“Your eyebrows feel funny.” She said.
I raised my index finger up and lightly touched them, feeling what she meant.
“Ohhh, that’s my eyebrow gel. It keeps my eyebrows in place– so they don’t wave all over the place,” as I waved my fingers at her in over exaggeration and she giggled.
Her face grew serious and she put her pint-sized hands on either side of my face, “Mommy? You’re very pretty. But sometimes–”
Uh-oh here it comes, I thought— the disclaimer that will probably point out the things I am painfully aware of. (Seriously, this is the same kid who pointed out that my rear end was almost as large as my 5 month pregnant belly when her sister was still growing in there. She is one of those honest types.)
I steeled myself for what was coming but she shook her head and continued, “Sometimes, I just like your face with nothing else on it. No makeup. Just skin.”
Those green eyes, reflecting the light back to me– revealed that she meant every precious word. Unfortunately, I immediately remembered frowning into my bedroom mirror that morning. Paying close attention to every little thing that was anything but “very pretty,” in my mind. I don’t always do that– but the last six weeks I’ve been benched from my usual exercise and my eyes have been given that special fancy spring pollen treatment. It’s been way too much scrutiny and not nearly enough thanksgiving over here.
I ache at the thought of my daughters, one day frowning at the girl in the mirror. I am determined that they walk these halls in complete assurance of their God-made-ness. My heart follows behind them with a pitcher of kind words and truth spoken into their little hearts, hoping to top off their cup at every turn.

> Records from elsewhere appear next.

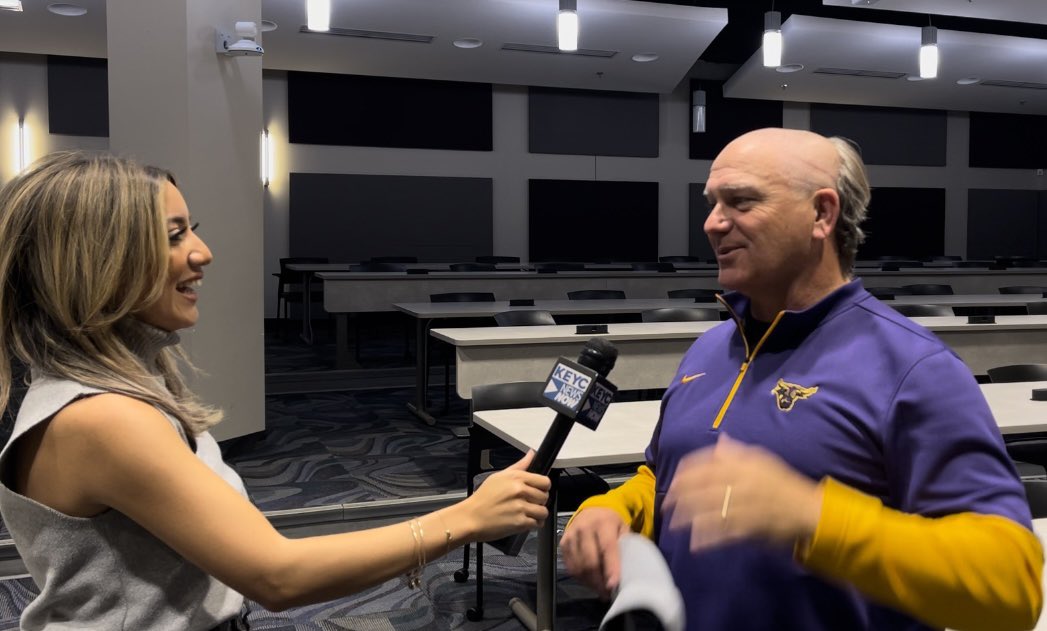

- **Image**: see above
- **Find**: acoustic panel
[289,173,493,263]
[687,182,715,261]
[688,80,782,160]
[528,87,659,158]
[968,112,1047,168]
[810,103,946,166]
[857,186,945,261]
[47,54,109,137]
[967,188,1047,261]
[528,180,659,262]
[287,71,492,151]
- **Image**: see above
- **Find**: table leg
[407,318,437,425]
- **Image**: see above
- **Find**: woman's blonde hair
[0,152,222,435]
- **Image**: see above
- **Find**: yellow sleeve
[797,478,1044,631]
[566,465,654,538]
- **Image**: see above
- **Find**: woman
[0,153,549,630]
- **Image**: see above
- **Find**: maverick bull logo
[771,379,818,412]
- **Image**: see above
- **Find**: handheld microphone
[490,337,618,557]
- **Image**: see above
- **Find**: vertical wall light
[306,0,331,30]
[259,130,272,188]
[556,0,578,52]
[919,26,938,78]
[691,90,706,134]
[15,118,29,173]
[763,10,782,68]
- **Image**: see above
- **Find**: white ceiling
[723,15,1047,114]
[0,0,1047,114]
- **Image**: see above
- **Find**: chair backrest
[494,309,556,326]
[472,381,545,412]
[567,289,625,300]
[891,305,953,318]
[640,307,720,322]
[475,255,520,263]
[901,283,953,296]
[666,289,723,302]
[1022,480,1047,519]
[429,291,494,302]
[449,263,498,272]
[985,364,1047,383]
[999,285,1047,295]
[349,261,406,272]
[371,256,418,263]
[534,263,585,272]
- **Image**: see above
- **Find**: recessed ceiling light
[453,38,484,48]
[47,2,87,17]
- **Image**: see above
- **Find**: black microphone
[490,337,618,557]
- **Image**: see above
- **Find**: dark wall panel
[287,72,492,151]
[810,103,946,166]
[857,186,945,260]
[47,54,109,137]
[967,188,1040,260]
[528,87,659,158]
[528,180,658,262]
[289,173,493,262]
[687,182,715,260]
[687,81,782,160]
[970,112,1047,168]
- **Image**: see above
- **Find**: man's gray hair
[829,136,871,276]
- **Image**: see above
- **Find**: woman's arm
[36,395,549,610]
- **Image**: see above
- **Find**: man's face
[705,141,819,300]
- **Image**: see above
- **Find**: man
[561,129,1043,631]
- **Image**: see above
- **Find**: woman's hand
[452,451,550,541]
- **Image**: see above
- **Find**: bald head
[713,128,840,190]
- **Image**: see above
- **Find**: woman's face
[139,182,213,331]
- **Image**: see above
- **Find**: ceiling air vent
[502,43,618,59]
[978,78,1047,90]
[815,68,906,78]
[298,26,433,44]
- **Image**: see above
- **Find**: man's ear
[814,188,840,240]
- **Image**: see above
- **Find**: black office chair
[273,256,329,339]
[567,289,625,300]
[985,364,1047,383]
[454,381,610,622]
[1022,479,1047,519]
[998,285,1047,295]
[640,307,720,322]
[901,283,953,296]
[425,291,494,413]
[494,309,556,326]
[666,289,723,302]
[891,305,953,318]
[474,255,520,264]
[449,263,498,272]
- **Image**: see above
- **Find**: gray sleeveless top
[0,326,246,631]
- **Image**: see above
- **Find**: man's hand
[560,506,629,600]
[662,434,822,551]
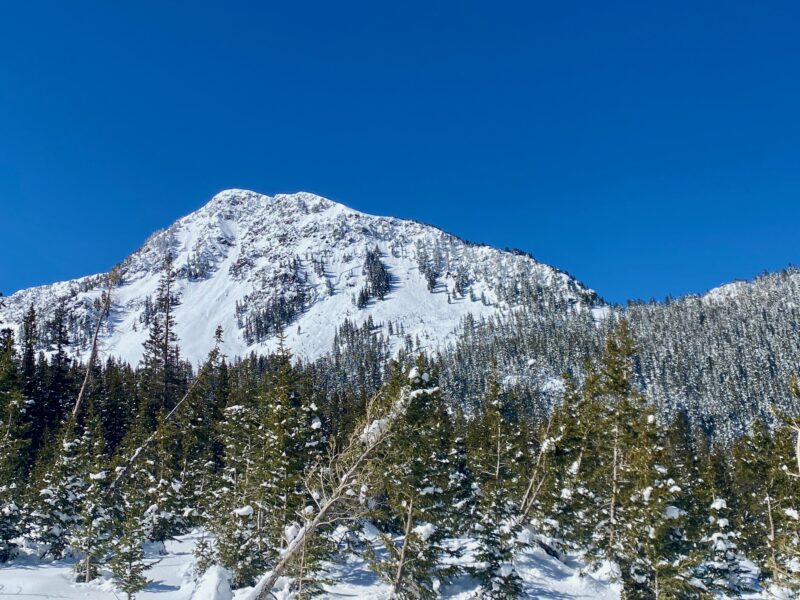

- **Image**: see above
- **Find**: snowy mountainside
[0,190,602,364]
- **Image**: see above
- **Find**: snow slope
[0,532,619,600]
[0,190,598,364]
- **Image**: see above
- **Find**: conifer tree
[68,407,115,583]
[201,404,269,587]
[0,329,29,563]
[109,513,150,600]
[373,356,454,598]
[26,419,92,558]
[470,376,522,600]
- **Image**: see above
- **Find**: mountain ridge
[0,189,605,364]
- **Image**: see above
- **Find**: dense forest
[0,261,800,599]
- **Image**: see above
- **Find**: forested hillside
[0,254,800,599]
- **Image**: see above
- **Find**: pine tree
[0,329,29,563]
[109,513,149,600]
[695,450,749,597]
[68,408,114,583]
[26,419,92,558]
[470,370,522,599]
[201,404,268,587]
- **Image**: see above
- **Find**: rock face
[0,190,602,365]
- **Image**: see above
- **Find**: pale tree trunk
[608,425,619,550]
[392,498,414,594]
[767,494,778,570]
[517,417,553,525]
[253,388,424,600]
[72,270,118,418]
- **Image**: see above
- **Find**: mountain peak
[0,189,598,364]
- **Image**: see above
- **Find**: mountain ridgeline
[0,191,800,600]
[0,190,800,441]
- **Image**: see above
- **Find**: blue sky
[0,0,800,302]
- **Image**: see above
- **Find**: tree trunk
[392,498,414,594]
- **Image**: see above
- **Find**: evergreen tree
[470,370,522,599]
[0,329,29,563]
[26,419,92,558]
[109,514,149,600]
[68,408,116,583]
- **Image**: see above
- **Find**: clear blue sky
[0,0,800,301]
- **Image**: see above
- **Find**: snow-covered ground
[0,190,604,365]
[0,532,619,600]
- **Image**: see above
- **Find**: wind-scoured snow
[0,531,619,600]
[0,190,599,365]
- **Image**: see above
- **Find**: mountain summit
[0,189,599,364]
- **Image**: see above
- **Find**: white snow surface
[0,531,619,600]
[0,190,602,365]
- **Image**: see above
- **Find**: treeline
[0,265,800,599]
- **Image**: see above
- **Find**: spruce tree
[26,419,92,558]
[470,376,522,600]
[371,356,455,598]
[0,329,29,563]
[68,407,114,583]
[109,513,149,600]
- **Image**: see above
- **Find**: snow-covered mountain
[0,190,602,364]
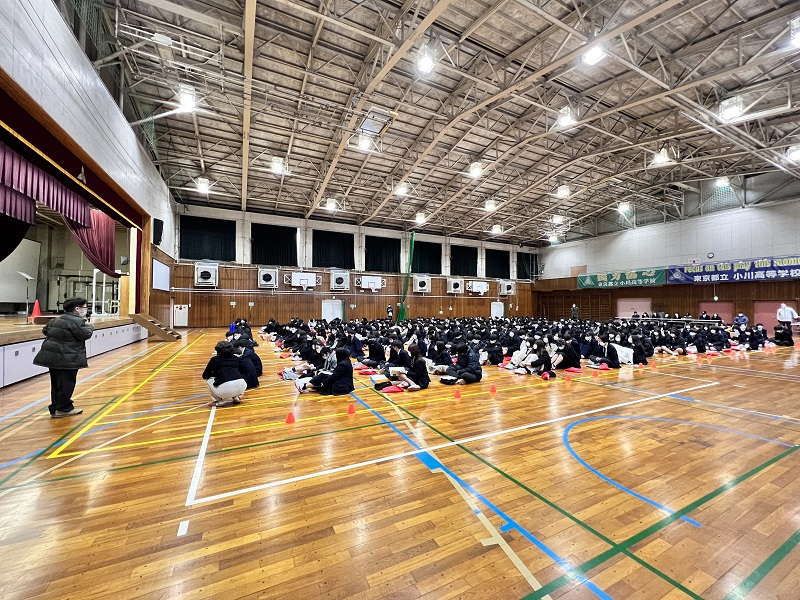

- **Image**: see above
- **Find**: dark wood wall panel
[166,263,536,327]
[534,277,800,319]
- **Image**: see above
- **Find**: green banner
[578,269,667,288]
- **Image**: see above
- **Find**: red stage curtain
[64,209,120,277]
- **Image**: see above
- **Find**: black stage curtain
[450,246,478,277]
[180,215,236,262]
[364,235,400,273]
[517,252,539,281]
[411,241,442,275]
[311,229,356,269]
[0,214,30,262]
[486,248,511,279]
[250,223,297,267]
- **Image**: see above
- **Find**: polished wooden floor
[0,331,800,600]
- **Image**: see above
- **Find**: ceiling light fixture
[557,106,578,127]
[719,96,744,121]
[469,160,483,179]
[581,46,606,66]
[178,83,197,112]
[417,44,436,73]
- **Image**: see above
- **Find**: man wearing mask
[33,298,94,419]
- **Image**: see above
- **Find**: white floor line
[177,521,189,537]
[186,406,217,506]
[0,406,205,498]
[186,382,719,506]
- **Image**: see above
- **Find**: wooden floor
[0,330,800,600]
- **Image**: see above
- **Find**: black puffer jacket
[33,313,94,369]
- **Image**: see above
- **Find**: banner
[667,256,800,283]
[578,269,667,288]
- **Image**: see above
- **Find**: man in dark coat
[33,298,94,419]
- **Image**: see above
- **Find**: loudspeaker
[153,219,164,246]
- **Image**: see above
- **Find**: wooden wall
[533,277,800,319]
[159,262,536,327]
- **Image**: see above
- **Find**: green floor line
[373,390,703,600]
[523,446,800,600]
[725,531,800,600]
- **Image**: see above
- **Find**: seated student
[553,334,581,369]
[361,335,386,368]
[397,344,431,392]
[589,334,620,369]
[295,348,356,396]
[771,325,794,346]
[203,341,247,407]
[440,342,483,385]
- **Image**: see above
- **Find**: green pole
[397,231,416,323]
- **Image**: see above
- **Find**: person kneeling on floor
[203,341,247,406]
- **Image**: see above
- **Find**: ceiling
[87,0,800,246]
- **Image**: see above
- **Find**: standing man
[777,303,797,332]
[33,298,94,419]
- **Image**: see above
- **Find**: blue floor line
[350,392,612,600]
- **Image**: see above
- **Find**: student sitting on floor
[589,334,620,369]
[397,344,431,392]
[203,341,247,406]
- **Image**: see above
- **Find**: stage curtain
[486,248,511,279]
[64,210,120,277]
[450,246,478,277]
[250,223,297,267]
[0,214,30,262]
[364,235,400,273]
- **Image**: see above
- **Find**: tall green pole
[397,231,416,323]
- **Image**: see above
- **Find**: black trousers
[47,369,78,415]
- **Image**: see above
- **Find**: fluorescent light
[469,160,483,179]
[650,146,673,166]
[178,83,197,112]
[719,96,744,121]
[272,156,286,175]
[581,46,606,66]
[417,44,436,73]
[358,131,372,150]
[558,106,578,127]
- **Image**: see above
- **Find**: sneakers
[50,408,83,419]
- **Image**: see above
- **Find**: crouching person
[203,341,247,406]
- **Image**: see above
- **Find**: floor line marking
[185,406,217,506]
[192,382,719,505]
[47,333,205,458]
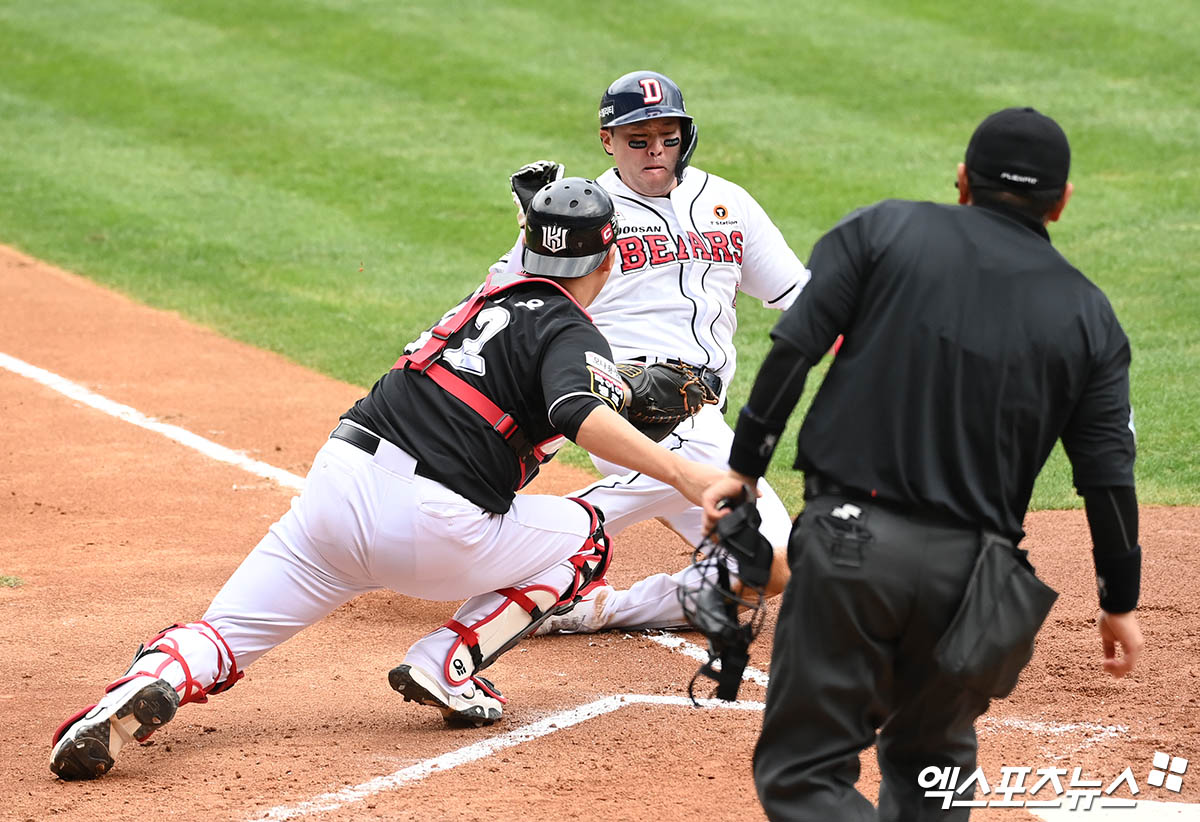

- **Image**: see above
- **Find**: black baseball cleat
[388,665,508,727]
[50,676,179,780]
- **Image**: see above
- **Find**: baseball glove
[617,362,719,443]
[509,160,566,228]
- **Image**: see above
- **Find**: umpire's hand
[1097,611,1146,679]
[703,468,762,534]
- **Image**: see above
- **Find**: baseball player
[706,108,1144,822]
[50,178,719,779]
[493,71,809,632]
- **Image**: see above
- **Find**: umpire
[706,108,1142,820]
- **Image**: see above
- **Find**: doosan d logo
[541,226,566,254]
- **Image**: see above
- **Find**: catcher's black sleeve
[730,337,812,476]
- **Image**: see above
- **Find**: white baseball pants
[158,422,592,694]
[570,406,792,628]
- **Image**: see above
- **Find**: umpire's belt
[629,354,724,396]
[329,420,424,476]
[804,474,978,530]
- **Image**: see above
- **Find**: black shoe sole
[388,665,502,728]
[50,679,179,780]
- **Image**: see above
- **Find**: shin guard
[126,622,245,704]
[444,497,612,686]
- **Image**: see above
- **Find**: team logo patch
[583,352,620,382]
[541,226,566,254]
[588,366,625,412]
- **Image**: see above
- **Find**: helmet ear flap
[676,120,700,182]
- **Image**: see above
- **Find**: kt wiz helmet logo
[541,226,566,254]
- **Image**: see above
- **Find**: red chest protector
[392,275,590,488]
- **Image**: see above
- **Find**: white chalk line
[251,694,763,821]
[7,352,1200,822]
[0,352,304,491]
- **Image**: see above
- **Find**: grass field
[0,0,1200,508]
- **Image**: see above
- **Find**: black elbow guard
[1092,545,1141,613]
[730,408,782,476]
[1080,487,1141,613]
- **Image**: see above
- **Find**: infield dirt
[0,248,1200,822]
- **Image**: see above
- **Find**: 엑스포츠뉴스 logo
[541,226,566,254]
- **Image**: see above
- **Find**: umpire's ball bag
[934,534,1058,698]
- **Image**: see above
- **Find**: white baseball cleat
[50,676,179,779]
[388,665,508,727]
[533,580,613,636]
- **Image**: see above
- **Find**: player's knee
[444,499,612,685]
[763,545,792,596]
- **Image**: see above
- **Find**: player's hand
[701,470,762,534]
[676,457,726,505]
[1097,611,1146,679]
[509,160,566,228]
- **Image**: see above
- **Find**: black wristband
[730,407,784,476]
[1092,545,1141,613]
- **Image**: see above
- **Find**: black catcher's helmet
[521,176,617,277]
[600,71,697,180]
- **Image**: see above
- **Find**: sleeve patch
[583,352,620,383]
[588,364,625,412]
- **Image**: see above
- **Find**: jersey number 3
[442,306,511,377]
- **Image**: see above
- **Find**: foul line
[0,352,304,491]
[251,694,763,820]
[647,634,770,688]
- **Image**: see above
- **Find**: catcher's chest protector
[392,275,587,488]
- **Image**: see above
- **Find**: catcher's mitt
[617,362,720,443]
[509,160,566,228]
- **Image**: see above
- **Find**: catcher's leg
[50,439,371,779]
[561,406,792,632]
[388,500,611,726]
[50,622,242,779]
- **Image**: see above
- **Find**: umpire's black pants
[754,496,988,822]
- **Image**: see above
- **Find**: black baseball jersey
[772,200,1135,539]
[343,281,623,514]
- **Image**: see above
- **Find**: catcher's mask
[678,487,774,702]
[600,71,698,180]
[521,176,617,278]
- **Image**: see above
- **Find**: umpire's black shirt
[772,200,1134,539]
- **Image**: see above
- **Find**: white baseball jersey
[493,167,810,385]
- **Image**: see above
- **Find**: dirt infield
[0,248,1200,821]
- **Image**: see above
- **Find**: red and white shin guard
[434,497,612,688]
[130,622,245,704]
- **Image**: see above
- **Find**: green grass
[0,0,1200,508]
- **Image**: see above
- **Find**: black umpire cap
[521,176,617,278]
[965,107,1070,191]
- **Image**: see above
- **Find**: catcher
[50,178,721,779]
[492,71,809,632]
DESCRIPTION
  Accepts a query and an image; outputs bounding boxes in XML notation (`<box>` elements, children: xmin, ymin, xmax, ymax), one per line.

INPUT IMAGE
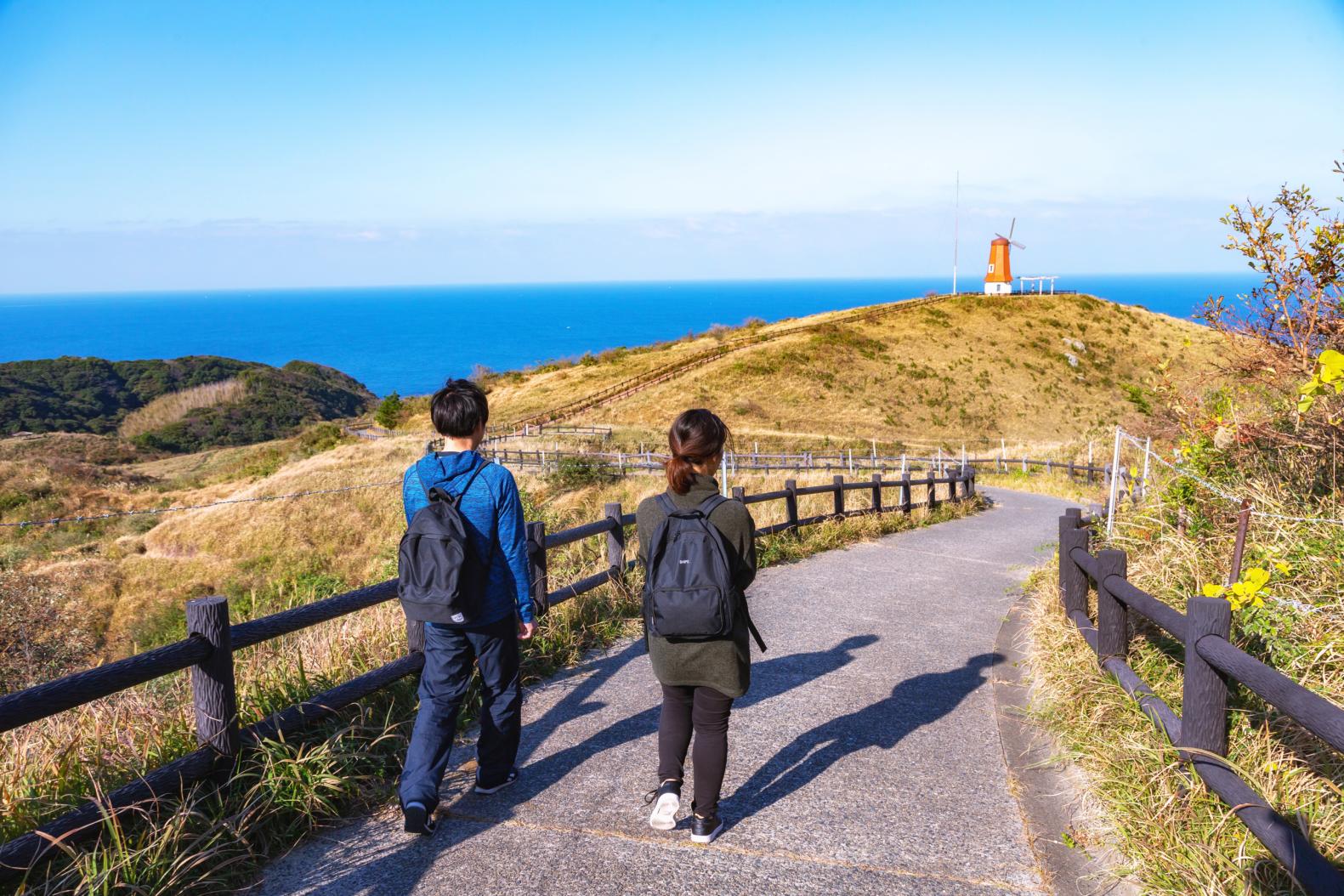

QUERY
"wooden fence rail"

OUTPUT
<box><xmin>435</xmin><ymin>439</ymin><xmax>1118</xmax><ymax>483</ymax></box>
<box><xmin>1059</xmin><ymin>509</ymin><xmax>1344</xmax><ymax>896</ymax></box>
<box><xmin>0</xmin><ymin>466</ymin><xmax>976</xmax><ymax>882</ymax></box>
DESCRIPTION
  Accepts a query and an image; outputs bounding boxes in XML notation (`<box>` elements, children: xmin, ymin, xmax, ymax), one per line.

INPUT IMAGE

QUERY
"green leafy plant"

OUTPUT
<box><xmin>374</xmin><ymin>391</ymin><xmax>402</xmax><ymax>430</ymax></box>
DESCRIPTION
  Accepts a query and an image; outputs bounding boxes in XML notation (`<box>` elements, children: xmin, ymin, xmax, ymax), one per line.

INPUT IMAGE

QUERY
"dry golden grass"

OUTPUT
<box><xmin>0</xmin><ymin>440</ymin><xmax>974</xmax><ymax>893</ymax></box>
<box><xmin>118</xmin><ymin>379</ymin><xmax>247</xmax><ymax>439</ymax></box>
<box><xmin>462</xmin><ymin>296</ymin><xmax>1222</xmax><ymax>443</ymax></box>
<box><xmin>1029</xmin><ymin>495</ymin><xmax>1344</xmax><ymax>896</ymax></box>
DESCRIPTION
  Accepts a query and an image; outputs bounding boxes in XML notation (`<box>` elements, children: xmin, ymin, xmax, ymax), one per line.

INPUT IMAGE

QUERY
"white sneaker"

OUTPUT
<box><xmin>644</xmin><ymin>780</ymin><xmax>682</xmax><ymax>831</ymax></box>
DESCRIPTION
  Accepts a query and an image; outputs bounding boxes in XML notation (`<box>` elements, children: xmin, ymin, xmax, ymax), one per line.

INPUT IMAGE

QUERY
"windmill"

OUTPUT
<box><xmin>985</xmin><ymin>218</ymin><xmax>1027</xmax><ymax>296</ymax></box>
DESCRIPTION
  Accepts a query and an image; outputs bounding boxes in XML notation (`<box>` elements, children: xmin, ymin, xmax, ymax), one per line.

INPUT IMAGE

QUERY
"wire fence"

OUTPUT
<box><xmin>1117</xmin><ymin>430</ymin><xmax>1344</xmax><ymax>525</ymax></box>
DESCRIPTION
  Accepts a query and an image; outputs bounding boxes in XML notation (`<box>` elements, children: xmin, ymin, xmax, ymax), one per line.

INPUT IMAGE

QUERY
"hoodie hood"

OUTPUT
<box><xmin>416</xmin><ymin>451</ymin><xmax>481</xmax><ymax>489</ymax></box>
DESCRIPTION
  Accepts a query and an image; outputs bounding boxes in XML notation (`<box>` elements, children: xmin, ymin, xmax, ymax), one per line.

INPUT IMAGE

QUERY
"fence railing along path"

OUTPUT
<box><xmin>457</xmin><ymin>438</ymin><xmax>1131</xmax><ymax>485</ymax></box>
<box><xmin>502</xmin><ymin>296</ymin><xmax>951</xmax><ymax>433</ymax></box>
<box><xmin>0</xmin><ymin>468</ymin><xmax>976</xmax><ymax>880</ymax></box>
<box><xmin>1059</xmin><ymin>509</ymin><xmax>1344</xmax><ymax>896</ymax></box>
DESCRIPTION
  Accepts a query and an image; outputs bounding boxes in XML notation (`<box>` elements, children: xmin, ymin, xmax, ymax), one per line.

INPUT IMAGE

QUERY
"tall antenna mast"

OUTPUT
<box><xmin>951</xmin><ymin>171</ymin><xmax>961</xmax><ymax>296</ymax></box>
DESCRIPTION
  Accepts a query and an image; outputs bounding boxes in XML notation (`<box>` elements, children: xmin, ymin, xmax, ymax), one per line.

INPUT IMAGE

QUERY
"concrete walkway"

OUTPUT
<box><xmin>262</xmin><ymin>491</ymin><xmax>1064</xmax><ymax>896</ymax></box>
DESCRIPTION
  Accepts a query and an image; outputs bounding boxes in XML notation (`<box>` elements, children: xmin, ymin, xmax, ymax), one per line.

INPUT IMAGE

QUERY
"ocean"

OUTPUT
<box><xmin>0</xmin><ymin>274</ymin><xmax>1256</xmax><ymax>395</ymax></box>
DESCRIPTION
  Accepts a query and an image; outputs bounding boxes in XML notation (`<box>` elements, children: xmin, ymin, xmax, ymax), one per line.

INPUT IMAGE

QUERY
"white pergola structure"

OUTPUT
<box><xmin>1018</xmin><ymin>275</ymin><xmax>1059</xmax><ymax>296</ymax></box>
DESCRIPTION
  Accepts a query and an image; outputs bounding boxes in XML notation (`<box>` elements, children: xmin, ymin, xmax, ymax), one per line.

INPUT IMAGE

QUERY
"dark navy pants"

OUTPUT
<box><xmin>400</xmin><ymin>615</ymin><xmax>523</xmax><ymax>811</ymax></box>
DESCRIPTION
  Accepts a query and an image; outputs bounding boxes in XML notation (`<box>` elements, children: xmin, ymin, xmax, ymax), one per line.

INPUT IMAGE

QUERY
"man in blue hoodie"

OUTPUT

And even in my desperate desire to always be the cup filler, I still miss it.
I see their eyes catch the light and the curves of their tiny heart-shaped faces. I savor their delicate grace like only their mother can, the one whose imperfect body was their first home.
Their upturned faces are more than I can handle in the way of breathtaking and all I can do is sigh and smile. But the way I SEE them? It’s familiar.
And in that moment, when my love for them takes every bit of swallowing back tears that I can muster– I remember that I see them in a bit of the same way that God sees me.
And I wish I saw myself regularly in that beautiful filter that comes from knowing what is true.
“I praise you, for I am fearfully and wonderfully made. Wonderful are your works; my soul knows it very well.” Psalm 139:14
But there are still times when we do not feel wonderfully made, when we forget that He has made us in HIS image, when our souls do not know it very well at all. When I am blinded by what I think I see– maybe that is the very moment when I need to KNOW it very well.
May we take a step back and notice the loving gaze of the One who made us with His own hands and makes no mistakes.
And perhaps we should also notice who is coming behind us– watching us and our reflection in the mirror. May they often see us smiling instead of scowling.